A enfermeira obrigou-me a levantar. Como? Com dor de cabeça, falta de ar, tonto, só consegui sair carregado por ela e por Ana. As duas me botaram sentado numa cadeira de fórmica. Às dezessete horas, Ana iniciou os preparativos preliminares para a operação (marcada para as vinte e uma e trinta). Nesse momento, entrou uma atendente trazendo uma bandeja com alguns pratos e colocou-a na minha frente:
- o senhor não vai comer? Levantei a tampa: arroz, verduras, batata frita, uma coxinha de galinha.
- Não, obrigado. Já almocei.
- Isso é o jantar.

Ah, sim, desculpe - disse conferindo o relógio. - Meu relógio parou... Estou certo que ainda são cinco horas. Que horas são para eu acertar o meu?
- Cinco horas.
- Cinco horas? Jantar às cinco? Não, obrigado - a atendente foi saindo; chamei na porta: - por favor, você pode me dizer a que horas servem o almoço? É que só acordo depois das oito. Talvez precise botar o despertador.

Ana deitou-se para repousar enquanto aguardava o momento de seguir para a sala de cirurgia. Passando mal, muito mal, tentei fazer o mesmo. Olhei ao redor e não vi outra cama. Será que o acompanhante além de jantar às cinco horas, tem que dormir em pé? Ana me apontou um sofá que virava cama.

Será que dá para você armar pra mim, Ana? Estou passando tão mal. Não me agüento em pé.
O sofá, quebrado, só abria de um lado. Acompanhante, pensei, é tratado como a mosca do cavalo do bandido. Tive que me ajeitar, para caber no sofá, como uma Calói dobrável. Ficamos ali os dois deitados, em silêncio. De vez em quando, passando mal, pedia a Ana para pegar um copo de água, para fechar a cortina. Às vinte e trinta entraram no quarto o médico, seu auxiliar e o anestesistas, todos da Aeronáutica (Ana foi operada por uma junta militar. Aliás, constatei que os militares são muito melhores na medicina do que no poder). Queriam ver como estava a paciente:

- Primeiro aqui, senhores - gritei estirado na cama. - Aqui, por favor. Eu pedi primeiro. Estou sentindo uma fisgada aqui, com vontade de vomitar, o corpo todo me dói... Estou ficando doente aqui nesse hospital.
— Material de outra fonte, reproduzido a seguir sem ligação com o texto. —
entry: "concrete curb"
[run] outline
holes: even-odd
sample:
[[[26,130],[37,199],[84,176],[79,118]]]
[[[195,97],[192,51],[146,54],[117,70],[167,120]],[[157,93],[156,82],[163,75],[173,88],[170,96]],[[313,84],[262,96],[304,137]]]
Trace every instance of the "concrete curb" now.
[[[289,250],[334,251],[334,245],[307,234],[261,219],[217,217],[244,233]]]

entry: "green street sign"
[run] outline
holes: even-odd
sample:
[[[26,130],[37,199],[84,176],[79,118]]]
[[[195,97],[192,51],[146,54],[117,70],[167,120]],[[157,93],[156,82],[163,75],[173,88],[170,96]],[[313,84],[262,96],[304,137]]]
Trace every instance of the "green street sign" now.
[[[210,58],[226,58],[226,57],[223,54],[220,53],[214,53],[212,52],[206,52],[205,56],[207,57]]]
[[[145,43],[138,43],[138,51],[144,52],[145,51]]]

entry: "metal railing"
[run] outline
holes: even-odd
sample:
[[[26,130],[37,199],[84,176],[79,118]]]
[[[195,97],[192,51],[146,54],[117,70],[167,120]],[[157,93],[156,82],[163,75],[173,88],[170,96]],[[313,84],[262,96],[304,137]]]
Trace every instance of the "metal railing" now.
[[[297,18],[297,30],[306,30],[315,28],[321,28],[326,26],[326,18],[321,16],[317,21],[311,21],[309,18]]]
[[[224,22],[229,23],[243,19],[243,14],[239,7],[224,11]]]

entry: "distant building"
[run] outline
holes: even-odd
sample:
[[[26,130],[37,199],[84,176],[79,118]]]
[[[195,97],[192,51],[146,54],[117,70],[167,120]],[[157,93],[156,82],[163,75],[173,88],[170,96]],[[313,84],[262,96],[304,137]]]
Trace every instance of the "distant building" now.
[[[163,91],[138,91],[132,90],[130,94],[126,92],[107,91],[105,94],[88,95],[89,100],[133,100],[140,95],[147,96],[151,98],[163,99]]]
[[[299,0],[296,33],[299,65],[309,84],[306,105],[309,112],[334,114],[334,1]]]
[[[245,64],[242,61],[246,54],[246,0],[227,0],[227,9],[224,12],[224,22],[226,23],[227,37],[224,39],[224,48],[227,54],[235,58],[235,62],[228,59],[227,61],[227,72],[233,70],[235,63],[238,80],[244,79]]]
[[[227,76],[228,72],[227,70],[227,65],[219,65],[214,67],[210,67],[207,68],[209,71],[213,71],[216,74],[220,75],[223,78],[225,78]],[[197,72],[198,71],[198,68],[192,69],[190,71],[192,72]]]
Os médicos me disseram que estava tudo bem. Não acreditei, é claro. Senti que queriam se descartar logo do acompanhante para examinar a paciente. Continuei ali, gemendo, sofrendo horrores, até o momento em que as enfermeiras entraram com a cama de rodinhas para levar Ana. Foi um momento dos mais dramáticos. Agarrei-me como pude na cama. As enfermeiras me empurraram e saíram com Ana. Fui me arrastando pelo corredor, aos gritos:
Socorro! Por favor, não me deixem sozinho neste quarto. Socorro!

Nem vi quando Ana voltou da sala de cirurgia. Estava completamente dopado. Passamos os dois uma noite difícil. Várias vezes fui obrigado a chamar a enfermeira para me acudir. Elas entravam no quarto e quando viam que era para atender o acompanhante, soltavam um muxoxo e se retiravam contrariadas. Um completo desprezo. Dia seguinte, não sei o que seria de mim sem a Ana para me levar ao banheiro, para me dar remédio, para apanhar um copo de água. Felizmente, correu tudo bem.

Ontem, Ana voltou para casa. Eu continuo no hospital. Devo ficar ainda por mais dois dias convalescendo da operação dela.